Changes to the epigenome
In the human genome, there are two copies of each gene – one from each parent. Epigenomic compounds play a role in determining which gene is active at any one time. Imprinting is the pattern that naturally regulates which copy of the gene is active at any one time and can be altered by the epigenome
Some health conditions are thought to be associated with a change in the imprinting of the genome. This includes conditions such as Beckwith-Wiedemann syndrome, Prader-Willi syndrome and Angelman syndrome.
Therefore, information that epigenomics can reveal about the nature of epigenomic imprinting and its effect on the human genome could be applied in medical practices i.e. diagnosis and treatment of these and related conditions. Some changes to the epigenome are also associated with an increased risk of cancer.
It is possible for the epigenome to change throughout the lifetime of an individual.
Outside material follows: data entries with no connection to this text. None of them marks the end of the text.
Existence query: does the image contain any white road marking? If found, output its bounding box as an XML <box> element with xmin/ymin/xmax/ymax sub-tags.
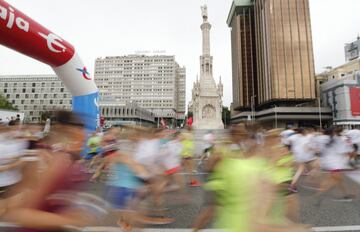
<box><xmin>0</xmin><ymin>225</ymin><xmax>360</xmax><ymax>232</ymax></box>
<box><xmin>312</xmin><ymin>225</ymin><xmax>360</xmax><ymax>232</ymax></box>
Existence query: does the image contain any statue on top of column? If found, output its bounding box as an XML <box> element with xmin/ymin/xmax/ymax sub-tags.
<box><xmin>201</xmin><ymin>5</ymin><xmax>208</xmax><ymax>21</ymax></box>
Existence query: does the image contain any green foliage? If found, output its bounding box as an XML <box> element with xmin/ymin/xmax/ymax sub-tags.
<box><xmin>0</xmin><ymin>94</ymin><xmax>17</xmax><ymax>110</ymax></box>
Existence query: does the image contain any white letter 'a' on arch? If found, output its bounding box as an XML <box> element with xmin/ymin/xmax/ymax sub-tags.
<box><xmin>16</xmin><ymin>17</ymin><xmax>29</xmax><ymax>32</ymax></box>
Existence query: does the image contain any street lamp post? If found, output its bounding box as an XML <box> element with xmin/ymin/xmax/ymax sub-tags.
<box><xmin>318</xmin><ymin>97</ymin><xmax>322</xmax><ymax>129</ymax></box>
<box><xmin>274</xmin><ymin>105</ymin><xmax>277</xmax><ymax>128</ymax></box>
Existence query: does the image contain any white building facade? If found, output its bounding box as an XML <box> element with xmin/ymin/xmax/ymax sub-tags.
<box><xmin>95</xmin><ymin>55</ymin><xmax>186</xmax><ymax>119</ymax></box>
<box><xmin>0</xmin><ymin>75</ymin><xmax>72</xmax><ymax>123</ymax></box>
<box><xmin>99</xmin><ymin>100</ymin><xmax>156</xmax><ymax>127</ymax></box>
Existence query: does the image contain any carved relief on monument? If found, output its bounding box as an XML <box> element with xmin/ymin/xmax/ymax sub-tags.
<box><xmin>202</xmin><ymin>105</ymin><xmax>216</xmax><ymax>119</ymax></box>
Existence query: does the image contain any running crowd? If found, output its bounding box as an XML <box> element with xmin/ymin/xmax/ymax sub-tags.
<box><xmin>0</xmin><ymin>111</ymin><xmax>360</xmax><ymax>232</ymax></box>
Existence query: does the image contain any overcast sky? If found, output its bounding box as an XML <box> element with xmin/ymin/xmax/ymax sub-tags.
<box><xmin>0</xmin><ymin>0</ymin><xmax>360</xmax><ymax>105</ymax></box>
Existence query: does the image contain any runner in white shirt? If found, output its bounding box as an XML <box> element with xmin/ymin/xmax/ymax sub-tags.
<box><xmin>345</xmin><ymin>129</ymin><xmax>360</xmax><ymax>166</ymax></box>
<box><xmin>0</xmin><ymin>124</ymin><xmax>28</xmax><ymax>198</ymax></box>
<box><xmin>285</xmin><ymin>128</ymin><xmax>316</xmax><ymax>192</ymax></box>
<box><xmin>316</xmin><ymin>128</ymin><xmax>353</xmax><ymax>204</ymax></box>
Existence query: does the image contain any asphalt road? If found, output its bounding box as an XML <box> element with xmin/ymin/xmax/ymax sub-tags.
<box><xmin>83</xmin><ymin>172</ymin><xmax>360</xmax><ymax>231</ymax></box>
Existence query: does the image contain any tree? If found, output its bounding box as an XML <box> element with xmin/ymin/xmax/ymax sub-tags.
<box><xmin>0</xmin><ymin>94</ymin><xmax>17</xmax><ymax>110</ymax></box>
<box><xmin>222</xmin><ymin>106</ymin><xmax>231</xmax><ymax>127</ymax></box>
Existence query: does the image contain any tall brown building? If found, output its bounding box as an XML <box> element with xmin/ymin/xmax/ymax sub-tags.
<box><xmin>227</xmin><ymin>0</ymin><xmax>315</xmax><ymax>110</ymax></box>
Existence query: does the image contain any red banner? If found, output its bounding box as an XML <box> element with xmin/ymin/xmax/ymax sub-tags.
<box><xmin>350</xmin><ymin>88</ymin><xmax>360</xmax><ymax>116</ymax></box>
<box><xmin>0</xmin><ymin>0</ymin><xmax>74</xmax><ymax>67</ymax></box>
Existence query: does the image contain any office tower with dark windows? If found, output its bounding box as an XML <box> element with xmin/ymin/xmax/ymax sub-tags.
<box><xmin>227</xmin><ymin>0</ymin><xmax>315</xmax><ymax>110</ymax></box>
<box><xmin>227</xmin><ymin>0</ymin><xmax>258</xmax><ymax>110</ymax></box>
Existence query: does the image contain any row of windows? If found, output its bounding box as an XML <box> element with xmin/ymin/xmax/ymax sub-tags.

This adjustment can be a normal response to environmental exposures and be a feature of human adaptability, but it may also have the potential to cause disease.
Some factors that may lead to changes in the epigenome to cause disease include smoking, diet, and infections.
Research about the epigenome
Researchers are currently attempting to map the locations and function of the various chemical marks of the epigenome, which can affect the function of DNA. Epigenomics is an important part of the research efforts to improve our understanding of human health and disease.
It is a new field because it was only recently discovered that the surrounding chemical compounds can change the way the genome functions. In the past, the sequence of DNA has been the core of genomic research.
In the future, it is hoped the epigenomic maps could provide information to health professionals about the health of an individual and aid in predicting their risk of developing certain health conditions or gauge their response to medical therapies.